A medida nunca foi, contudo, abordada pelo Governo com a Confederação da Indústria Portuguesa (CIP). O vice-presidente do conselho geral da organização patronal, Gregório Rocha Novo, diz que está "no escuro". Considera importante tudo o que se destine a conciliar melhor a actividade laboral e a vida familiar. "Mas há dados que me escapam: pretende-se ir além do que está no Código do Trabalho? Ou incentivar a aplicação do que já está, porque alguns instrumentos no domínio da protecção da parentalidade são poucos usados? Não sabemos."

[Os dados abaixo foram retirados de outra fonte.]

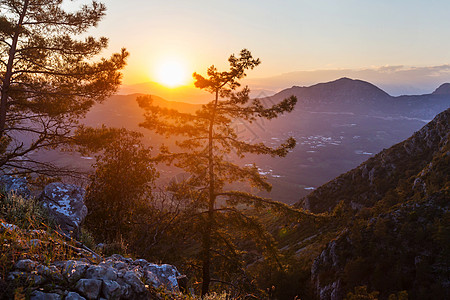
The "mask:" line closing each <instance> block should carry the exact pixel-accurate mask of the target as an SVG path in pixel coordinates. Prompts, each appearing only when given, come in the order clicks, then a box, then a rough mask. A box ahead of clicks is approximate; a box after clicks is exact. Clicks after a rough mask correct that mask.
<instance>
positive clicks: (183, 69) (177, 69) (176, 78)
mask: <svg viewBox="0 0 450 300" xmlns="http://www.w3.org/2000/svg"><path fill="white" fill-rule="evenodd" d="M187 78H188V71H187V70H186V67H185V66H184V65H183V63H181V62H179V61H177V60H166V61H163V62H161V63H160V64H159V65H158V67H157V70H156V78H155V80H156V81H157V82H158V83H160V84H163V85H165V86H168V87H172V88H173V87H177V86H180V85H184V84H186V83H187Z"/></svg>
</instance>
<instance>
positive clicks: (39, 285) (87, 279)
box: [7, 254, 180, 300]
mask: <svg viewBox="0 0 450 300" xmlns="http://www.w3.org/2000/svg"><path fill="white" fill-rule="evenodd" d="M179 276H180V273H179V272H178V270H177V269H176V268H175V267H174V266H171V265H156V264H152V263H149V262H147V261H146V260H144V259H136V260H132V259H130V258H124V257H122V256H120V255H117V254H115V255H113V256H111V257H108V258H106V259H104V260H103V261H102V262H101V263H99V264H91V263H89V262H87V261H86V260H68V261H58V262H54V263H52V264H50V265H43V264H39V263H38V262H35V261H32V260H30V259H25V260H19V261H18V262H16V264H15V265H14V268H13V270H12V271H11V272H10V273H9V274H8V277H7V282H14V283H16V284H17V283H19V284H21V285H24V284H26V286H29V287H30V288H29V289H30V294H31V299H66V300H67V299H102V298H103V299H155V297H153V296H152V289H153V291H154V289H159V288H161V289H164V290H165V291H166V292H167V293H177V292H179V286H178V282H177V277H179Z"/></svg>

Se o que se quer é incentivar os trabalhadores a usarem mais o que existe, "é positivo", sustenta. Afinal, "as empresas não estão 100% desprotegidas": a lei em vigor prevê que, quando está em causa o seu funcionamento, estas possam recusar o pedido dos pais, tendo para isso que fundamentar a decisão e pedir um parecer à Comissão para a Igualdade no Trabalho e no Emprego. A comissão faz saber que "são pouquíssimos os casos de queixa" de pais que viram negados os seus pedidos.

Originalidade portuguesa?

"O que já seria inaceitável", continua Gregório Rocha Novo, "seria que se descaracterizasse o quadro, já de si apertado", que existe.

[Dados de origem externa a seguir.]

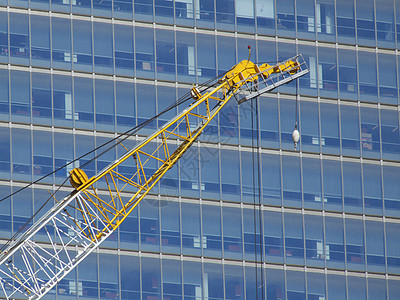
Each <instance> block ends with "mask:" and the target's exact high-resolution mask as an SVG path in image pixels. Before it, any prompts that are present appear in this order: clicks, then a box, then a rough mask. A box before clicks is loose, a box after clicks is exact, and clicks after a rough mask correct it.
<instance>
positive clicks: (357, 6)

Karin Wall, do Instituto de Ciências Sociais, em Lisboa, e coordenadora da rede de pesquisa em Sociologia das Famílias na Associação Europeia de Sociologia, diz que se explicou até agora tão pouco sobre o que se pretende que a medida surge "completamente descontextualizada" - não se percebe "como se encaixa com as medidas que já existem em Portugal", nem tão-pouco em que modelo de outro país europeu se inspira. "A possibilidade de trabalhar part-time existe em vários países, mas não significa manter o salário anterior. Também existe nalguns países o home care allowance - uma licença, quase sempre gozada a seguir à licença bem paga, em que a mulher recebe um subsídio (quase sempre fixo) se ficar em casa durante os primeiros anos de vida da criança. Será que estamos a falar de um subsídio?" A ideia do ministro também surge "descontextualizada" da "cultura" do país, onde, continua Karin Wall, o tempo parcial é pouco usado.

Sara Falcão Casaca remata: "O problema da baixa natalidade resolve-se com a melhoria das condições de trabalho e de vida, com combate efectivo ao desemprego e criação de emprego digno, com infra-estruturas públicas de apoio às famílias, com incentivos a novos modelos de organização do trabalho."